Tre a un tiro di schioppo

Saltato dalla Torre Sud nel 2021, Jesse atterra alla Factory nel 1966, ed è lì che lo ritroviamo, un paio d’anni dopo, tra gli adepti di Andy Warhol, Valerie Solanas compresa, in presenza di uno strano signore in sedia a rotelle, vittima di una malattia degenerativa; ha meno di cinquant’anni, e un tempo doveva diventare presidente degli Stati Uniti. Si presenta come Jack e sa chi è Jesse:
«Ciò che io e te abbiamo in comune», gli dice, «è che ciascuno di noi avrebbe dovuto essere qualcun altro. Lo capisci, vero.», poco prima gli ha detto: «Tu hai cambiato tutto.»
Ovviamente. L’autore non poteva rinunciare alla grande questione irrisolta, a questo rimorso collettivo. Otto anni prima, in un 1960 alternativo, Jack si è proposto come candidato democratico alla presidenza e per un pelo non ce l’ha fatta. Il dialogo tra Jack e Bob e quello più sornione fra Jack e Jesse sono piuttosto suggestivi. Nella terza parte c’è posto anche per un John Lennon redivivo.
Quattro desamor

La quarta parte, soprattutto nelle prime pagine, è contorta ed eccessiva… come tutto il romanzo, del resto. Tra citazioni musicali, sogni e allusioni al conflitto tra bianchi e afroamericani, il romanzo si avvia alla conclusione con sprazzi di ironia e, nel finale, con un tentativo abbastanza riuscito di chiudere il cerchio e riportare un po’ di equilibrio in quel mondo disastrato che probabilmente non è comunque il nostro.

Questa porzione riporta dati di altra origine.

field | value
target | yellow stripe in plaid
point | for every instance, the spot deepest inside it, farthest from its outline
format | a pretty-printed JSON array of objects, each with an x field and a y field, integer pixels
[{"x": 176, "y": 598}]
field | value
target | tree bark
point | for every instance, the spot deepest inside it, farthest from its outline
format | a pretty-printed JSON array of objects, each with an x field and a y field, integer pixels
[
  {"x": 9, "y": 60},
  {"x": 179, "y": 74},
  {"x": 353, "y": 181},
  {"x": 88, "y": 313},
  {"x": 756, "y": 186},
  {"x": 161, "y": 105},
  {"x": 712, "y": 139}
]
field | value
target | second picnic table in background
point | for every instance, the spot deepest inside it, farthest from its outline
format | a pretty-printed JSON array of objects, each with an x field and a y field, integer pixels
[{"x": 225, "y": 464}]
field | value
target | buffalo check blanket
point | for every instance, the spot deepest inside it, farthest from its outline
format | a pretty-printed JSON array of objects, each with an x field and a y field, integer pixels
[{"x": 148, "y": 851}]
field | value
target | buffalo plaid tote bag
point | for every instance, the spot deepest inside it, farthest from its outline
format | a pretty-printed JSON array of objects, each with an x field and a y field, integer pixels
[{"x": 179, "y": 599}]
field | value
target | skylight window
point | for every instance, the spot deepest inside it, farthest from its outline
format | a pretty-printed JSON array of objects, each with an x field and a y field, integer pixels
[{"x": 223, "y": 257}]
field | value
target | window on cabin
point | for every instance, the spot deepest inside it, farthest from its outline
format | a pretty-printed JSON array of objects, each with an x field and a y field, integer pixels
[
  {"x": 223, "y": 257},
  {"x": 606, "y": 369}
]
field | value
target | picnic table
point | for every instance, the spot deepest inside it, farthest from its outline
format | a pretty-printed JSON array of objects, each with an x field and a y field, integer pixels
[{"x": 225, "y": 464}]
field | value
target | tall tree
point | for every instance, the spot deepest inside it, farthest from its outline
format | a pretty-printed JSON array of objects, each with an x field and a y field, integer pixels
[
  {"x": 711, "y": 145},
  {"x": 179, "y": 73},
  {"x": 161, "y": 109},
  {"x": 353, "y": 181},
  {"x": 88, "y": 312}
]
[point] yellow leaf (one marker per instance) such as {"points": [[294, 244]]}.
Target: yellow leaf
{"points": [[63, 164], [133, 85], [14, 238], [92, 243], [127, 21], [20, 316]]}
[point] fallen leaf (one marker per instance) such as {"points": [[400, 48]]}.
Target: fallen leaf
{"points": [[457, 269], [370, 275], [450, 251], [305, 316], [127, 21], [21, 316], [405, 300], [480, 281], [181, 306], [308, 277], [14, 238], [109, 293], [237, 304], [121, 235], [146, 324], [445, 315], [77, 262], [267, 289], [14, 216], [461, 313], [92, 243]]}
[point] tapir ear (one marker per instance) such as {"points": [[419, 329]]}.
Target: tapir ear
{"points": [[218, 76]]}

Nel romanzo emergono molti temi cari a Erickson: quello della genitorialità e delle responsabilità che comporta, il tema preminente dell’America, del suo sgretolamento politico, della fragilità della civiltà, degli errori che ha commesso e che dovrà riparare per trovare pace. E quello onnipresente della musica, forza aggregante e testimone della cultura e delle tradizioni di un popolo.
Indubbiamente, il pubblico italiano può perdersi fra i mille riferimenti, i titoli, le allusioni a canzoni non nominate, ad avvenimenti non sempre conosciuti. Pubblicare Shadowbahn è stato un azzardo apprezzabile da parte dell’editore.
Mentre sfogliavo il testo per recensirlo ho cercato e spesso trovato testi e musiche che non ricordavo o non conoscevo. Riconoscere e ascoltare tutte le canzoni citate potrebbe essere un viaggio complementare nel romanzo.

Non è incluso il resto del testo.